The Hippocratic theory of “humors” persisted in Western medicine for centuries. At one point, some scientists theorized in the s. XVII than the cancer was contagious, since several members of the same family suffered from it. This led them to recommend quarantines for the sick, quarantines that we now know are useless and that these “contagions” were probably due to the genetic hereditary characteristics of some types of cancer.
The scientific method and microscopes gave a boost to research around the disease: it was understood that cells reproduced uncontrollably, causing tumors, and that it spread throughout the body.
Some of the first causal links also began to be established. For example, soot and carbon were found to be associated with lung cancer developed by many workers in the big cities of the industrialization era. Today, lung cancer continues to be the deadliest cancer in the world, and tobacco is the main preventable risk factor.
From the pump to chemotherapy
Understanding the causes of the disease and its development mechanisms opened the door to devising cancer treatments. For example, in one of the most bizarre script twists in historythe world wars played a key role in the development of chemotherapy, the therapy that revolutionized the survival rate of the disease in the 20th century and which, to this day, is still one of the main tools in the fight against cancer.
It was triggered by a German bombing raid on the southern Italian city of Bari in 1943. Seventeen American ships were in the Italian port. The bombs sent them to the bottom of the Mediterranean without knowing that there were tons of mustard gas inside the boats. This chemical agent, the use of which had already been internationally banned by then, is known to cause burns and irritation to the skin and eyes, to cause nausea and, in case of long exposure, to affect the nervous system of people.
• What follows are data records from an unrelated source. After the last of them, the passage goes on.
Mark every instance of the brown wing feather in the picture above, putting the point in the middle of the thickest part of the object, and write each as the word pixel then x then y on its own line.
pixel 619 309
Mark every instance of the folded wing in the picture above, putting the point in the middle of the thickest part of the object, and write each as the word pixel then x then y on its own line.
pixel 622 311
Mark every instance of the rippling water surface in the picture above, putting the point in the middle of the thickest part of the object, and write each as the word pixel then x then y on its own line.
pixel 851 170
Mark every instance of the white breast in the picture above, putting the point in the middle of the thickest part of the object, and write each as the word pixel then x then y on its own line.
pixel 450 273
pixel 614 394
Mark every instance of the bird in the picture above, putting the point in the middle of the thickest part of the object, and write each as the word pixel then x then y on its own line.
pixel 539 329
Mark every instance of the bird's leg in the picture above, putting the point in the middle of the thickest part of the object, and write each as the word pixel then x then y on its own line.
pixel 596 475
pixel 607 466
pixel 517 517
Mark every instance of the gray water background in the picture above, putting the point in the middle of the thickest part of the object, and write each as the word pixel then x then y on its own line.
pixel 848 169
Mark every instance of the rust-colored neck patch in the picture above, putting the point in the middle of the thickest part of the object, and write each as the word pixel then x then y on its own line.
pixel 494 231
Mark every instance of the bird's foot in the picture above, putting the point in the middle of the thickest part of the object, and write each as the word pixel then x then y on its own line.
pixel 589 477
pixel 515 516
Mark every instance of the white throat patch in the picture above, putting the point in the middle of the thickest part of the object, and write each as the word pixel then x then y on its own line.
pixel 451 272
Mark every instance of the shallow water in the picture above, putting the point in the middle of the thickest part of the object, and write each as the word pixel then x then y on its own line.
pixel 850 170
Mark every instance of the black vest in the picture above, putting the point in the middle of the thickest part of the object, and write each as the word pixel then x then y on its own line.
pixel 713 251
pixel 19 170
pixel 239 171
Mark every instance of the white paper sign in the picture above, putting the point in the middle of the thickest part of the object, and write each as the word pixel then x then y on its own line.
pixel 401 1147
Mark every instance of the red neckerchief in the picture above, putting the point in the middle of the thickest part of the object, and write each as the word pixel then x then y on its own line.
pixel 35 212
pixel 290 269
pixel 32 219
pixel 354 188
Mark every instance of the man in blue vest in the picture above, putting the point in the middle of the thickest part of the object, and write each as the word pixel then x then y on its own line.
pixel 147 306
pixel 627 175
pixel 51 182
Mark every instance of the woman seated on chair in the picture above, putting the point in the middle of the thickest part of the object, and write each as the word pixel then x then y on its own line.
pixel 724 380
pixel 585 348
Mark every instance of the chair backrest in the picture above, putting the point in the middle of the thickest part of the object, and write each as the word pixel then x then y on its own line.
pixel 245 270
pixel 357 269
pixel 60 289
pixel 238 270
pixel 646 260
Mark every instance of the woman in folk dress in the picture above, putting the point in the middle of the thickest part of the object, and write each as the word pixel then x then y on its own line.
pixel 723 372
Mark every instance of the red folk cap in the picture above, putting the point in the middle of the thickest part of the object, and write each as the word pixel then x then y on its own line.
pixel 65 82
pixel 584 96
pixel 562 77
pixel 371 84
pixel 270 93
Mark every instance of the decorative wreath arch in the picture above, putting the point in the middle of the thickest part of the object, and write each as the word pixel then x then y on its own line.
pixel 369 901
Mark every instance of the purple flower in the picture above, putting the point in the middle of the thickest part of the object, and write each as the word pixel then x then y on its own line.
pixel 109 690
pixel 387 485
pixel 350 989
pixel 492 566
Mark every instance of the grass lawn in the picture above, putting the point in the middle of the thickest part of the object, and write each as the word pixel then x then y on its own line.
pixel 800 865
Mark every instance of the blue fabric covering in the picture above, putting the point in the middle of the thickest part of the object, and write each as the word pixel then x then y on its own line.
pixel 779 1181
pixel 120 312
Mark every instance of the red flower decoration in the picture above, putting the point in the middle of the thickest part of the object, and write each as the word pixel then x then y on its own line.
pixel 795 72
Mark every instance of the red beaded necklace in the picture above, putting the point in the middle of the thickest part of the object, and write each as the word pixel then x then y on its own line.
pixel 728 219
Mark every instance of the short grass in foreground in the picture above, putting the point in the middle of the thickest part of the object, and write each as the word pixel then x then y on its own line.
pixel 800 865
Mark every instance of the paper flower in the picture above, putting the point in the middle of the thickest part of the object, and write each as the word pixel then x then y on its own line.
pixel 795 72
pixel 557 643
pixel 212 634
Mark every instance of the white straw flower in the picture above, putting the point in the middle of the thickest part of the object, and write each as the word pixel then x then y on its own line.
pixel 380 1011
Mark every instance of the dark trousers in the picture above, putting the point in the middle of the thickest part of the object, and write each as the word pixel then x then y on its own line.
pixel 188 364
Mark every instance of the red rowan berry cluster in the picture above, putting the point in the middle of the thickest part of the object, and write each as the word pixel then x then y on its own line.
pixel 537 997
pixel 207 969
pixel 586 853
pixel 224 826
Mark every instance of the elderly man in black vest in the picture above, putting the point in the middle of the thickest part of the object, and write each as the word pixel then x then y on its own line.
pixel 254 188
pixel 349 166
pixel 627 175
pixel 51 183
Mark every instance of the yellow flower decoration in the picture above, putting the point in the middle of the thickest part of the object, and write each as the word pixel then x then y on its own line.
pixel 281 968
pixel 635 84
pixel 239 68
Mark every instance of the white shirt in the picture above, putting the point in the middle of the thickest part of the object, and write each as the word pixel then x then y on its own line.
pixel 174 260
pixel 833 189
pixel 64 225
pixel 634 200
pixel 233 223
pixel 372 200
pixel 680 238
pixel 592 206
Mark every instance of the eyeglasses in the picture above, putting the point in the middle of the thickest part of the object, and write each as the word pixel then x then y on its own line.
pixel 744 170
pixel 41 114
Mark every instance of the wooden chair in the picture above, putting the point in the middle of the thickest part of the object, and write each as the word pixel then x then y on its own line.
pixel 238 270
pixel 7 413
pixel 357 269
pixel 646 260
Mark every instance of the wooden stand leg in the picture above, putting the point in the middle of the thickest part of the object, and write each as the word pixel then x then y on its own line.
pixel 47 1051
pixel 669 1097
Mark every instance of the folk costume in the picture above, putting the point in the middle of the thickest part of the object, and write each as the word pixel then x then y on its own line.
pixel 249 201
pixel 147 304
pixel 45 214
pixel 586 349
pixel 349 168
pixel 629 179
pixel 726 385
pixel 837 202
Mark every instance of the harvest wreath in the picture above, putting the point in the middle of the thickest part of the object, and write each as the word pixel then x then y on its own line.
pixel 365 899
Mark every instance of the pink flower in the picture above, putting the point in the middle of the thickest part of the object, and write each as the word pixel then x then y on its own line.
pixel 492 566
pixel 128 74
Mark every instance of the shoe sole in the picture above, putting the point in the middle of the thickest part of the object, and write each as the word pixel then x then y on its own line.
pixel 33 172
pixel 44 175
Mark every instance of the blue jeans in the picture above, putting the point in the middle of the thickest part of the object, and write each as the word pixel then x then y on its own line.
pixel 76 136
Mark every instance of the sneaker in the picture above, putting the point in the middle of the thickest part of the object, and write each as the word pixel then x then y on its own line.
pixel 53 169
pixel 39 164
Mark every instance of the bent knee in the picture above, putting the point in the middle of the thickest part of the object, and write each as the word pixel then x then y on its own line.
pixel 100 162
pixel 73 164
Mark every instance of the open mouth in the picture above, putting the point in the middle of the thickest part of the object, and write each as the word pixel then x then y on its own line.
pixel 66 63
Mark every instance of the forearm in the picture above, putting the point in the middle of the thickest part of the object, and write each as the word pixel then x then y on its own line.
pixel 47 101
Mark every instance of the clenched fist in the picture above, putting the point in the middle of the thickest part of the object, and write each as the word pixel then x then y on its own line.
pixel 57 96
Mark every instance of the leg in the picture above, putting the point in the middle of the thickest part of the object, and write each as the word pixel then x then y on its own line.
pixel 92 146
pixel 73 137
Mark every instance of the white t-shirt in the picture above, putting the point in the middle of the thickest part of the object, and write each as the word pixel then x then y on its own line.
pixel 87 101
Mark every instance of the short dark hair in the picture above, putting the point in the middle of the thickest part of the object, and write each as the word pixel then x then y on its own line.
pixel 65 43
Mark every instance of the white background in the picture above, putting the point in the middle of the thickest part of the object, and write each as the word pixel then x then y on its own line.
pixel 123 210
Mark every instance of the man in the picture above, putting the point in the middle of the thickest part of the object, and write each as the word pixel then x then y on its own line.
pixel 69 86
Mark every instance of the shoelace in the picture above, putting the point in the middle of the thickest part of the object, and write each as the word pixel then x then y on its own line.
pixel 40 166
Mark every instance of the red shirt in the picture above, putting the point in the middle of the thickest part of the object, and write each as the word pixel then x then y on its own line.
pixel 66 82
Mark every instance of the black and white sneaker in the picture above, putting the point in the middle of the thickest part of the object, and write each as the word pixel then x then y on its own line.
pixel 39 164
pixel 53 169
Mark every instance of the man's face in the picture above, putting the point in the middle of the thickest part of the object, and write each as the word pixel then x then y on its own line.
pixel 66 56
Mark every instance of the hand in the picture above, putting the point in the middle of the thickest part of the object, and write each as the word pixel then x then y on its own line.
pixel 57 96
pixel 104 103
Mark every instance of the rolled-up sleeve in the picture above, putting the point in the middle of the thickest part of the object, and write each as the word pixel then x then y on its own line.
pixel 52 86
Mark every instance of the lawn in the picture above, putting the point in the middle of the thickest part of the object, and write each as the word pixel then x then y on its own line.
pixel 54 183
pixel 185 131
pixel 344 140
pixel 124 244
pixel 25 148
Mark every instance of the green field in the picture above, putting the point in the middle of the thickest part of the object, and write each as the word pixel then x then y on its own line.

The population of Bari was unknowingly exposed to this dangerous gas, with catastrophic consequences for their health. A group of American scientists traveled to the Italian city to better understand the effects of the disaster and noticed a common point in the autopsies but also in the survivors: they registered an extremely low level of white blood cells.
That’s where the idea was born. These cells, key to the immune system, reproduce in an especially fast way, even similar to the uncontrolled division of cancer cells. If mustard gas had slowed, or even stopped white blood cell reproduction, why couldn’t it do the same against tumors?
Years of research and refinement have made it possible to isolate the chemicals that work best to stop metastasis and to specifically target cancer cells, giving rise to chemotherapy.
Today, cancer is the leading cause of death in the world, claiming 10 million lives each year. However, the survival rate is getting higher, thanks to the scientific progress of thousands of researchers around the world. A scientific progress that began thousands of years ago.